|Subject: Time: East Timor Judges Fail Their
Time Asia February 14, 2005 / No. 6
East Timor Judges Fail Their Test
BY LISA CLAUSEN
Built from scratch like so much of East Timor after the militia rampages in the wake of 1999's independence vote, the nation's justice system is now facing a critical setback. All 22 of its Timorese judges, some of whom have been presiding over prosecutions for crimes against humanity in the Special Panels for Serious Crimes, have failed their probationary evaluation and are no longer qualified to hear cases. "People ask me, How about those people who have been sent to jail already?" says Carmelita Moniz, who has ruled on hundreds of civil and criminal cases since being appointed in 2000, "and I can't answer them."
None of the East Timorese judges had any courtroom experience when they were appointed, and the fledgling judicial system has been plagued by delays and claims by ngos of poor decision-making. The President of the Court of Appeal, Claudio Ximenes, who, as president of the Superior Council of the Judiciary, announced the evaluation results on Jan. 25, says they didn't surprise him: he knew "from the cases coming to the Court of Appeal that they were not skilled."
Nineteen judges appealed against them last week; six, including Moniz, have been reappointed to finish their scheduled work on the Special Panels for Serious Crimes, the Court of Appeal and the National Commission for Elections, working alongside a handful of international judges already in Timor on secondment.
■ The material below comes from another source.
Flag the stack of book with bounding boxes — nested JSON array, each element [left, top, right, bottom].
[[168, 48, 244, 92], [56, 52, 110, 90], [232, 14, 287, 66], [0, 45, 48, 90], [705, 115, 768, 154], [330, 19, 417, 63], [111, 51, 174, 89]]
The Judicial System Monitoring Programme, an ngo, says it's concerned their reappointments aren't valid, and that a large backlog of cases - already numbering more than 1,000 - will increase the problem of defendants being held in custody longer than is legal. Evaluation results for the country's public defenders and prosecutors are expected soon.
Adding to the urgency is that on May 20 the mandate of the U.N. Mission of Support in East Timor ends and the international judges, including Ximenes, a High Court judge in Portugal, are due to leave. "As far as we know, no one has decided what to do about that," says JSMP spokesperson Sophia Cason of the deadline.
The judges last week began a two-and-a-half year training course - conducted in Portuguese, which Moniz says she and most of her colleagues barely understand - on $150 a month, half their normal salary. Moniz says that won't be enough for her to support her family, so once her hearings finish, in mid-year, she plans to look for another job. "I have spent five years for nothing," she says.
But Claudio Ximenes says East Timorese should feel reassured by the judges' removal: "People are more confident when they can see that if somebody is not skilled, they are not allowed to serve as career judges."